Boeing and Airbus Still at Loggerheads over WTO Rulings

 - September 24, 2010, 9:59 AM
The World Trade Organization’s interim report on Airbus’s allegations of unfair subsidies given by the U.S. government to Boeing covers programs including the new 787 Dreamliner, but the WTO won’t make the ruling public for several more months. (Mark Wagner)

Lawyers and lobbyists on both sides of the Atlantic have launched into a fresh wave of hostilities following the World Trade Organization’s September 15 interim ruling on Airbus complaints about alleged unfair state subsidies Boeing received for programs including the new 787 Dreamliner.
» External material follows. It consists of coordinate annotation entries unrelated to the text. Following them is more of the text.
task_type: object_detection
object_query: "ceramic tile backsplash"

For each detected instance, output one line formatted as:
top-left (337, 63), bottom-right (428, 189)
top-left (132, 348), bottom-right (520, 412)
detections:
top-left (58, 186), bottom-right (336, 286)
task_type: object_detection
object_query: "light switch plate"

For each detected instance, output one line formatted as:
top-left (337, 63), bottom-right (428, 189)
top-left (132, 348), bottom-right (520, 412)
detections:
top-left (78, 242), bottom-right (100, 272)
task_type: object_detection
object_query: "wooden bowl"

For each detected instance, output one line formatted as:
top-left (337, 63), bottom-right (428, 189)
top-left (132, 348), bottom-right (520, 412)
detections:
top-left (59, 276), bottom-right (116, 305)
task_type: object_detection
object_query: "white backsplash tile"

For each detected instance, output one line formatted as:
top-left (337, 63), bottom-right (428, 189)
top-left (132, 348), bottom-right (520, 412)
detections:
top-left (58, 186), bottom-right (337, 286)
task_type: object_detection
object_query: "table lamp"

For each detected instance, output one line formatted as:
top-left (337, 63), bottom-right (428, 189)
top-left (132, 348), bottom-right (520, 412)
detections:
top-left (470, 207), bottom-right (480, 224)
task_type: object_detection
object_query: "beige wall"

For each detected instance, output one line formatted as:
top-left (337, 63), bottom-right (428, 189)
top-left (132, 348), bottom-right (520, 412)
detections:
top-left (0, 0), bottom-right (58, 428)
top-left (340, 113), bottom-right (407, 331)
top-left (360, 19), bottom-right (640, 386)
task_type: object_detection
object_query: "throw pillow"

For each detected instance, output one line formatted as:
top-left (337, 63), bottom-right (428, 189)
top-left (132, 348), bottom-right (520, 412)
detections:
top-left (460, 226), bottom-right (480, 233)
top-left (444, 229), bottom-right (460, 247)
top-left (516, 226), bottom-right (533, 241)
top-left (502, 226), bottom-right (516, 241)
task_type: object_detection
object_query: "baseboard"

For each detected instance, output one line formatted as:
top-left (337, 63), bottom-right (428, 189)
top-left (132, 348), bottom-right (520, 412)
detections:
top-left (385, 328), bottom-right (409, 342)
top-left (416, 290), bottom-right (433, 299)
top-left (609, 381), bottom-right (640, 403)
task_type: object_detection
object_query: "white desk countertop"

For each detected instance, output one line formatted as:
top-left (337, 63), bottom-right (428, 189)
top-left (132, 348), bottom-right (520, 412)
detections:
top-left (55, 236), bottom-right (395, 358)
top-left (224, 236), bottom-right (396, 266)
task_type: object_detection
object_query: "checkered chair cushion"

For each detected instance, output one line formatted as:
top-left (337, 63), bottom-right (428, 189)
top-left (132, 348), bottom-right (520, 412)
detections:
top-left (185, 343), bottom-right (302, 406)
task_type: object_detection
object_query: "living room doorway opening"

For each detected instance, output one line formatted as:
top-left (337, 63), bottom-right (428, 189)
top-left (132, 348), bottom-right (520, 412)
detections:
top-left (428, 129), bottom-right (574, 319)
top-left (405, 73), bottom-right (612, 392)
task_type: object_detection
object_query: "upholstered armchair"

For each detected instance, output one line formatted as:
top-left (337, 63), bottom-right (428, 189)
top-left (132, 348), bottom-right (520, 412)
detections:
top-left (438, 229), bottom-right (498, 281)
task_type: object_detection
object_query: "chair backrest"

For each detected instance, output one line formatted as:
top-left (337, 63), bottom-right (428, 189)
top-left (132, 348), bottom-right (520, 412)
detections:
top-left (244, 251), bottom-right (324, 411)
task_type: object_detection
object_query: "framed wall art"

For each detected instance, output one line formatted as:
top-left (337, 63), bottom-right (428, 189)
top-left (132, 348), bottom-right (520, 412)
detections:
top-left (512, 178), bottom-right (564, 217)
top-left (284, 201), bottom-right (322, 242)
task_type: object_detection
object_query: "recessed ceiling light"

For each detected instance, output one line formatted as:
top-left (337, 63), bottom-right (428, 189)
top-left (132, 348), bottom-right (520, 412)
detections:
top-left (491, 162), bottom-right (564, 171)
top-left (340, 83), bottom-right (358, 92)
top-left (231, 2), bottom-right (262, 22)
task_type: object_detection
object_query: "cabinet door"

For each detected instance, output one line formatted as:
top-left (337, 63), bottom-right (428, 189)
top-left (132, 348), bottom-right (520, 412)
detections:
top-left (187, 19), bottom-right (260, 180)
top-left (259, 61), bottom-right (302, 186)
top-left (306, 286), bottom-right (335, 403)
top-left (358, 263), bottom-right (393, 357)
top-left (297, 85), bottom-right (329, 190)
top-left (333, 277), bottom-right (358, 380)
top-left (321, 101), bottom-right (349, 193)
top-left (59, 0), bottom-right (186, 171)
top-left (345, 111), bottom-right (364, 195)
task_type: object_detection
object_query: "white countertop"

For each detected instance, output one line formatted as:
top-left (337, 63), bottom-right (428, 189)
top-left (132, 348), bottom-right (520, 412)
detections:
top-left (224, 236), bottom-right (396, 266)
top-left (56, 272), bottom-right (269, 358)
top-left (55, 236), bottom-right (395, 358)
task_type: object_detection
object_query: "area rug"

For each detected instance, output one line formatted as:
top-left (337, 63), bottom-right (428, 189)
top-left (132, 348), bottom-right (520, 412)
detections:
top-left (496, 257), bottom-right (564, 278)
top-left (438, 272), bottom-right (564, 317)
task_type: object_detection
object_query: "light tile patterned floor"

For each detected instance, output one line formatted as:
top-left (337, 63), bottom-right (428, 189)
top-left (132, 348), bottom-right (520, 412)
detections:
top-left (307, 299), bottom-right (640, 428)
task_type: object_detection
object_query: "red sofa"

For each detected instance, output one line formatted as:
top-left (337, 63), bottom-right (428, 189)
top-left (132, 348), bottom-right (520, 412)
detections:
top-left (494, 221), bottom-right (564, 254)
The content of the ruling will remain officially secret until the WTO publishes a final report several months from now, but that hasn’t stopped the protagonists from arguing over decisions that haven’t yet entered public domain, making it hard for outsiders to form their own judgments.

Airbus, still smarting from a WTO subsidy ruling last June that found against it on several–but not all–counts, has claimed victory in its counter-offensive against Boeing. Reports in the financial press have claimed that the WTO has accepted complaints covering up to $23 billion of $24 billion in alleged subsidies that the European Union argued Boeing received by various arms of the U.S. government, including NASA and the Pentagon. But U.S. government officials quickly dismissed the claims as inaccurate. Boeing itself didn’t even wait until the WTO formally issued its interim ruling, opting to get its retaliation in first. Essentially, Boeing argued that whatever the WTO says the U.S. side has done is nothing like as bad, or on the same scale, as what the Europeans have done in terms of distorting the market with launch aid for programs such as the A380.

Meanwhile, Airbus is appealing the June 2010 ruling against it and so is Boeing, which is disputing some of the WTO’s findings in Airbus’s favor. When the WTO finally publishes its final report on Airbus’s complaints against Boeing, probably some time early next year, it seems highly likely that a fresh wave of spin and legal appeals will be unleashed. Maybe senior Airbus spokesman Rainer Ohler had that in mind when he called for the two sides to abandon the legal battle and start renegotiating forward-looking agreements on government aid for aerospace.